Then answered the old man: “I thank thee, O son of the Kindred; but so it is that we have further to wend than thou mightest deem; yea, back to the land whence we came many a week of years ago and before the building of houses in the land, between the mountain and the sea. Wherefore if thou wouldest do aught to honour us, come thou a little way on the road and see us off in the open country without the walls of thy Burg: then shall we depart in such wise that we shall be dear friends as long as we live, thou and thine, and I and mine.”

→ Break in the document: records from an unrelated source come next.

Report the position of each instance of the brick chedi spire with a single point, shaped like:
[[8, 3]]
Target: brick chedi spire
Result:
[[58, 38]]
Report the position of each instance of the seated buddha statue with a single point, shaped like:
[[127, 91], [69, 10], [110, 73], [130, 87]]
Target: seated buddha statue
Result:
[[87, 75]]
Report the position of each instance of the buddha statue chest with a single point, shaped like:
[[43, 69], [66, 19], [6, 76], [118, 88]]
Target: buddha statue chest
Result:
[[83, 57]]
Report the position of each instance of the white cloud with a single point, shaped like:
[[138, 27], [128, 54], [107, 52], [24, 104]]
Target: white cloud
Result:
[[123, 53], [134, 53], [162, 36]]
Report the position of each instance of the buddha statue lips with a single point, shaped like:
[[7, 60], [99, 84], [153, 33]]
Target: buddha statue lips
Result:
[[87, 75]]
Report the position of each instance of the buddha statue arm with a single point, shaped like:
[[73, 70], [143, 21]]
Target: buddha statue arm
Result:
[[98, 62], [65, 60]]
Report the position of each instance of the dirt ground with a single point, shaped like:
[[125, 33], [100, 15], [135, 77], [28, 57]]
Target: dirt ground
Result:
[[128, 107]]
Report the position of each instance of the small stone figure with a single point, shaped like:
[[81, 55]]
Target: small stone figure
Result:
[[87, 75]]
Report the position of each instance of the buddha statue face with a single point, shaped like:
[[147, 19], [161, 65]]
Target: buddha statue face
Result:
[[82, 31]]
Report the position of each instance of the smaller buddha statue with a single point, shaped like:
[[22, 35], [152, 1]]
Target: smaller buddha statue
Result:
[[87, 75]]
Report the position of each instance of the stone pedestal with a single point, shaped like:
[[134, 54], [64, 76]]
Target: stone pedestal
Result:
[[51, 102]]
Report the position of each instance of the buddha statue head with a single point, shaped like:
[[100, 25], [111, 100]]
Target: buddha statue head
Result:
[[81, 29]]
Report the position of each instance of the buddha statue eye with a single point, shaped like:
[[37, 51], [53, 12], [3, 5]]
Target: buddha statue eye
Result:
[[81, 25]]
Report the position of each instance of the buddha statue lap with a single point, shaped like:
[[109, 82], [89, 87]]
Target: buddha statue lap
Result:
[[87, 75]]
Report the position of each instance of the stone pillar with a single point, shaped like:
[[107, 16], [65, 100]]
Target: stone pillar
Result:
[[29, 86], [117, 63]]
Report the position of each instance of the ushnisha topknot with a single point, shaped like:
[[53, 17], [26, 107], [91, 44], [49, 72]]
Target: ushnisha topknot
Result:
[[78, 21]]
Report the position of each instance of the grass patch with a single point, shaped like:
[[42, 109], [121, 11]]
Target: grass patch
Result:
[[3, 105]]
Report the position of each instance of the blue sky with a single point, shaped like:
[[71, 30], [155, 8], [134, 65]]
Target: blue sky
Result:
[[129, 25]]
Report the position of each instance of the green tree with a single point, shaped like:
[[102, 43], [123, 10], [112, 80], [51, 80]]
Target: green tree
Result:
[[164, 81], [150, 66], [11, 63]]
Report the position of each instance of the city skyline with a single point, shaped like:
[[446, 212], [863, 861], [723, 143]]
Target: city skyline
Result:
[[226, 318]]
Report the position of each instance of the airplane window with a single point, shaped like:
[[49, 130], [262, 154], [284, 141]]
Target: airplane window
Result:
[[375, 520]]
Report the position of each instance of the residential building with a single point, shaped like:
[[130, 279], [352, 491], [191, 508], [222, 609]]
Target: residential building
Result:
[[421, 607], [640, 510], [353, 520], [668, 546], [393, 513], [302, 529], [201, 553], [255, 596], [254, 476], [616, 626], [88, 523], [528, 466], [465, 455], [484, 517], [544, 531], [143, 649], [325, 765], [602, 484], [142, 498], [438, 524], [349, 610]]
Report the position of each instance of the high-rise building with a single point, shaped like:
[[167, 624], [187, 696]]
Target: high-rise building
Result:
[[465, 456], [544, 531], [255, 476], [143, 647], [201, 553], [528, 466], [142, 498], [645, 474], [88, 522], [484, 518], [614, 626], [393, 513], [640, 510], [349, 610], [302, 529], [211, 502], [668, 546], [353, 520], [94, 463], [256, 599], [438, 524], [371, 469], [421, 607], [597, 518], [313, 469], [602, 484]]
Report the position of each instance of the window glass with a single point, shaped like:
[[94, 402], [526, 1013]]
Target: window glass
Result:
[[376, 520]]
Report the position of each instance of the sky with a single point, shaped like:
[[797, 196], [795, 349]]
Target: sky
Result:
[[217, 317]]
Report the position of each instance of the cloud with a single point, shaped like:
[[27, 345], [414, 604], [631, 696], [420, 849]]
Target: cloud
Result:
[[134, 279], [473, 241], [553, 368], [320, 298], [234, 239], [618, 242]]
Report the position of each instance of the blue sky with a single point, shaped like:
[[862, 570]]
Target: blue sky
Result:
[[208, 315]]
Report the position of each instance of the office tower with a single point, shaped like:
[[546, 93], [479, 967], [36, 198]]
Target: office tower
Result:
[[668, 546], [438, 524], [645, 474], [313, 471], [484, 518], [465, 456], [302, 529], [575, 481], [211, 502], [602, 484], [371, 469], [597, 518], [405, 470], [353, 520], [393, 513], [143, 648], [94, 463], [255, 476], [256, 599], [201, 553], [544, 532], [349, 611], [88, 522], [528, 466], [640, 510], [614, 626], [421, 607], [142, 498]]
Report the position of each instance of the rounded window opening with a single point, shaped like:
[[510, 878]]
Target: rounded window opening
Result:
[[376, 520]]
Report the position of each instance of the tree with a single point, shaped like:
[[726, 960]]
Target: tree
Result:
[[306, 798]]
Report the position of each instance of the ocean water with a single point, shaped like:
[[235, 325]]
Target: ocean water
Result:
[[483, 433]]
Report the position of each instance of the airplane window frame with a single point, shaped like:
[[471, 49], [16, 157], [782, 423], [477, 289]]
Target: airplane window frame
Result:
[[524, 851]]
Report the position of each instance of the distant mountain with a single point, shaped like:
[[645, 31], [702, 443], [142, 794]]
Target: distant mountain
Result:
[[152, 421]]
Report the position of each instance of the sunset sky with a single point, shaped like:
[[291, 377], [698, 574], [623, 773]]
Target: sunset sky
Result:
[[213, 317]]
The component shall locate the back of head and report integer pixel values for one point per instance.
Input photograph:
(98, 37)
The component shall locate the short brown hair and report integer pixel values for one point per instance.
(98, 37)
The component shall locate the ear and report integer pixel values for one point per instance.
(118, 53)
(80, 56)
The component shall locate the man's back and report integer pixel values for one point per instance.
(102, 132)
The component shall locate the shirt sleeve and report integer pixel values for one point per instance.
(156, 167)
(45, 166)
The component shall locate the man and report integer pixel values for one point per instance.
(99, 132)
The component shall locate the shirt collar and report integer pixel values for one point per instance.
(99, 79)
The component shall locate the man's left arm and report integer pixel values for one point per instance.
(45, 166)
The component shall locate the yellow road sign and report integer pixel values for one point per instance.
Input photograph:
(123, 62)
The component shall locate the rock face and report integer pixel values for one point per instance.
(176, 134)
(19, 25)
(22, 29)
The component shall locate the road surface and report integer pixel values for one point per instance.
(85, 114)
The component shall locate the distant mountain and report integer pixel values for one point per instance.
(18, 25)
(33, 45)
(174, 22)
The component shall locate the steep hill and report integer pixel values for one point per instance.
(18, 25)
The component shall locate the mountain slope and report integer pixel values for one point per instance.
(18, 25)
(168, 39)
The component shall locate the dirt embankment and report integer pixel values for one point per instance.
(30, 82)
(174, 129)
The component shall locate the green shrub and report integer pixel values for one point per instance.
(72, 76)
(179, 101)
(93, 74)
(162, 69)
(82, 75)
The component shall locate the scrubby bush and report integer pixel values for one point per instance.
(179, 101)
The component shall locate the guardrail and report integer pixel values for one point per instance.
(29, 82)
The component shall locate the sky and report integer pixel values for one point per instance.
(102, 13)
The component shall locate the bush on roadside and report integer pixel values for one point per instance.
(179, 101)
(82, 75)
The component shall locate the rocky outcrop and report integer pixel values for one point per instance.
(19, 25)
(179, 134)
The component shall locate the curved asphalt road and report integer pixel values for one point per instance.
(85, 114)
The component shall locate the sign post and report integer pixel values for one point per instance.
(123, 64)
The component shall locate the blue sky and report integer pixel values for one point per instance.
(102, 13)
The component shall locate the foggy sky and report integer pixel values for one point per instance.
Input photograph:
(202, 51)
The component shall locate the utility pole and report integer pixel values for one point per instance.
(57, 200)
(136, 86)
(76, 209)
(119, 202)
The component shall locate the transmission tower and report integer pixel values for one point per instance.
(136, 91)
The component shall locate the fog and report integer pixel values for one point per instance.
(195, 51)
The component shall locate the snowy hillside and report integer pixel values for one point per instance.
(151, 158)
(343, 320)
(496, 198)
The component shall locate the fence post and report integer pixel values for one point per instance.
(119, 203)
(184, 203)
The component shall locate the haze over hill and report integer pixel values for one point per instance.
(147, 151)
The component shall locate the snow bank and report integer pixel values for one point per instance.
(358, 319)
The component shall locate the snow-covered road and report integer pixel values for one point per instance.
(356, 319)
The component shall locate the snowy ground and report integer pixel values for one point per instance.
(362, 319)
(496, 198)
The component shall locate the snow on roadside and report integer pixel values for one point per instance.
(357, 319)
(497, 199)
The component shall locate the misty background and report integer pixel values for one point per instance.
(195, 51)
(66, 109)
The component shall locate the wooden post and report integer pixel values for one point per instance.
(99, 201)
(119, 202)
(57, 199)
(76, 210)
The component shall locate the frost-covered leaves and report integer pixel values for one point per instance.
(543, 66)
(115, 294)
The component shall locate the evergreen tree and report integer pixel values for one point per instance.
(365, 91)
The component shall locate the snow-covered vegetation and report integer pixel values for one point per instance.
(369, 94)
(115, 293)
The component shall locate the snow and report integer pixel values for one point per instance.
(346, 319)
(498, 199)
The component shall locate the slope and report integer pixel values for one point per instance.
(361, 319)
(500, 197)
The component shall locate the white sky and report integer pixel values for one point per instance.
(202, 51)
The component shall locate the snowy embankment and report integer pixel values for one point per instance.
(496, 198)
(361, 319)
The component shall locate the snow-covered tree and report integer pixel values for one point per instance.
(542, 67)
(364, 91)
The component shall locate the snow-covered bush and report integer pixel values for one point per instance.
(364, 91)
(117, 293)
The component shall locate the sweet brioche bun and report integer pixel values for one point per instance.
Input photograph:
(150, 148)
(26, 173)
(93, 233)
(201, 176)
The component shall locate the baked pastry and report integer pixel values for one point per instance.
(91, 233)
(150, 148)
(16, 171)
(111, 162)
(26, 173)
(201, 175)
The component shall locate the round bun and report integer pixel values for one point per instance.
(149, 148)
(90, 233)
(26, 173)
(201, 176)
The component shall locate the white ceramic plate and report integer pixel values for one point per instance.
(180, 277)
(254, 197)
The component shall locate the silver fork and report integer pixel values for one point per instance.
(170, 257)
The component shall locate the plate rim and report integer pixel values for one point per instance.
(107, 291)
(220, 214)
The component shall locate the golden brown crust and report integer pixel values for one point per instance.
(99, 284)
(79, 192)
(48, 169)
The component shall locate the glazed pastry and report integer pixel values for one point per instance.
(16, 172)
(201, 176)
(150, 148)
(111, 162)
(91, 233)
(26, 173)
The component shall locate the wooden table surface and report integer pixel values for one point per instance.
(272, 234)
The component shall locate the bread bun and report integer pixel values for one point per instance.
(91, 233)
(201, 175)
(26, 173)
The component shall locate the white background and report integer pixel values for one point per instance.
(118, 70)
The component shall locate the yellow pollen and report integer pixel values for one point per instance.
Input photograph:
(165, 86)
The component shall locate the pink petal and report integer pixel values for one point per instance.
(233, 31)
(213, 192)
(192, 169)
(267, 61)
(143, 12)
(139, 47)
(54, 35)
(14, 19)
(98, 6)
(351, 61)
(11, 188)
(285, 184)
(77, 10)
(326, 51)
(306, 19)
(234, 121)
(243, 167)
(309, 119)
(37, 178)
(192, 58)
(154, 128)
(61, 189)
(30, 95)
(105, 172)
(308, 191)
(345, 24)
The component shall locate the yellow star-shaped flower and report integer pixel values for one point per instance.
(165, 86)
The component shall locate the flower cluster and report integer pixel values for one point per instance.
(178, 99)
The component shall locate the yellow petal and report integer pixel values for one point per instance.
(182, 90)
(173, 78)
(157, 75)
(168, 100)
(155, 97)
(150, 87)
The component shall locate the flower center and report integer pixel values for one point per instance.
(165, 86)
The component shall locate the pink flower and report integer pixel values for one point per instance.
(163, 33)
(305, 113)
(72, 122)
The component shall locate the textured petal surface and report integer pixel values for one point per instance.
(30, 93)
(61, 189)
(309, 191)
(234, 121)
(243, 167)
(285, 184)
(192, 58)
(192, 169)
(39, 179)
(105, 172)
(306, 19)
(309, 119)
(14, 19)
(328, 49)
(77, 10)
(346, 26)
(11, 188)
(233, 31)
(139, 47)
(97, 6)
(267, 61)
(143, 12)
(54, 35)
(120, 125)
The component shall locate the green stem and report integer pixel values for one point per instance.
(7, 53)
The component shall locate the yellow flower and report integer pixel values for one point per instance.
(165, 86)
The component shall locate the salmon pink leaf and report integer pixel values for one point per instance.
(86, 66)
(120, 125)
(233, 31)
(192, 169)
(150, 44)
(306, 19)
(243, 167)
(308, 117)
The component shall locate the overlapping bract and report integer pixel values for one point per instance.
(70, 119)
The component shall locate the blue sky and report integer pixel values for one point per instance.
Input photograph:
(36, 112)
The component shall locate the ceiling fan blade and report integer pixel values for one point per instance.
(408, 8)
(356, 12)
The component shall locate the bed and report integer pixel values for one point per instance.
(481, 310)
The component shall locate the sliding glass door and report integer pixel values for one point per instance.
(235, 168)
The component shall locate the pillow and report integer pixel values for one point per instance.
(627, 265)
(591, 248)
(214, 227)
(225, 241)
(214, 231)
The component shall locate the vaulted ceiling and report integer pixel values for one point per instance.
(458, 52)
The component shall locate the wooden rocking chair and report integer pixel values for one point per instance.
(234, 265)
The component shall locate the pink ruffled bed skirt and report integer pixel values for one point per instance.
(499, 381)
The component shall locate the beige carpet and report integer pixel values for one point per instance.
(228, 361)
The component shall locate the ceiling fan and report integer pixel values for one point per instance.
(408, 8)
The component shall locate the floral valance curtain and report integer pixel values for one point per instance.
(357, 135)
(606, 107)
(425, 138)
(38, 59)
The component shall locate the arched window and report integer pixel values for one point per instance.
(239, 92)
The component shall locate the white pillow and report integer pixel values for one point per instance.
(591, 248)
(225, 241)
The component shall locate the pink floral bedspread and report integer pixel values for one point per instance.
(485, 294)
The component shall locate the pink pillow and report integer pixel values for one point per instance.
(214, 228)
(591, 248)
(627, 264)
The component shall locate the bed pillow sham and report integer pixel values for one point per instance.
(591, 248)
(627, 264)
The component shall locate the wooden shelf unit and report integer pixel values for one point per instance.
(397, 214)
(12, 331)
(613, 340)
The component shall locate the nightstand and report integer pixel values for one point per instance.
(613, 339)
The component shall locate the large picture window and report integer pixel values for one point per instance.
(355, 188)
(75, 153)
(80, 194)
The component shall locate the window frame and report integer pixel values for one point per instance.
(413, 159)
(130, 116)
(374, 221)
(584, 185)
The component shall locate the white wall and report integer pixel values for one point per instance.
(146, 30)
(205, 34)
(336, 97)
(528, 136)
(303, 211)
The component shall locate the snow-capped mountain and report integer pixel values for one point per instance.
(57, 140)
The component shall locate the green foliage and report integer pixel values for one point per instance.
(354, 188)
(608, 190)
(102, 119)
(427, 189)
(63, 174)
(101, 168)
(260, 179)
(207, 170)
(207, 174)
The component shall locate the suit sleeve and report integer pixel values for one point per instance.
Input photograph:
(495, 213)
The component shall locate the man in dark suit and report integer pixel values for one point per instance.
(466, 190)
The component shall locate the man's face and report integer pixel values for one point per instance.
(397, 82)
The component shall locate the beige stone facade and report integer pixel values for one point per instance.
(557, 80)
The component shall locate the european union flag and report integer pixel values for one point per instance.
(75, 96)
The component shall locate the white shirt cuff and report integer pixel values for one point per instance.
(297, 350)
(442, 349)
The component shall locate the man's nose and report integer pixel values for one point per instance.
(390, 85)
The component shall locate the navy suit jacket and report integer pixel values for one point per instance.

“This is not so great an asking,” said the king, “but that I would do more for thee; yet let it be as thou wilt.”

And he arose from table and they with him, and they went down the hall amidst the sleeping folk and the benches that had erst been so noisy and merry, and out a-doors they went all three and into the street of the Burg. Open were the Burg-gates and none watched there, for there was none to break the Yule-tide peace; so the king went forth clad in his feasting-raiment, and those twain went, one on either side of him. The mid-winter frost was hard upon the earth, so that few waters were running, and all the face of the world was laid under snow: high was the moon and great and round in a cloudless sky, so that the stars looked but little.

The king set his face toward the mountains and strode with great strides over the white highway betwixt the hidden fruitfulness of the acres, and he was as one wending on an errand which he may not forego; but at last he said: “Whither wend we and how far?” Then spake the old man: “Whither should we wend save to the Mountain Door, and the entrance to the land whence the folk came forth, when great were its warriors and little was the tale of them.”

Then the king spake no more, but it seemed to him as if his feet sped on faster than their wont was, and as if those twain bore him up so that his feet were but light on the face of the earth.

Thuswise they passed the plain and the white-clad ridges at the mountain feet in no long while, and were come before the yawning gap and strait way into the heart of the mountains, and there was no other way thereinto save this; for otherwhere, the cliffs rose like a wall from the plain-country. Grim was that pass, and high were the sides of it beneath the snow, which lay heaped up high, so now there were smooth white slopes on either side of the narrow road of the pass; while the wind had whistled the said road in most places well nigh clear of snow, which even now went whirling and drifting about beneath the broad moon. For the wind yet blew though the night was old, and the sound of it in the clefts of the rocks and the windings of the pass was like the rolling of the summer thunder.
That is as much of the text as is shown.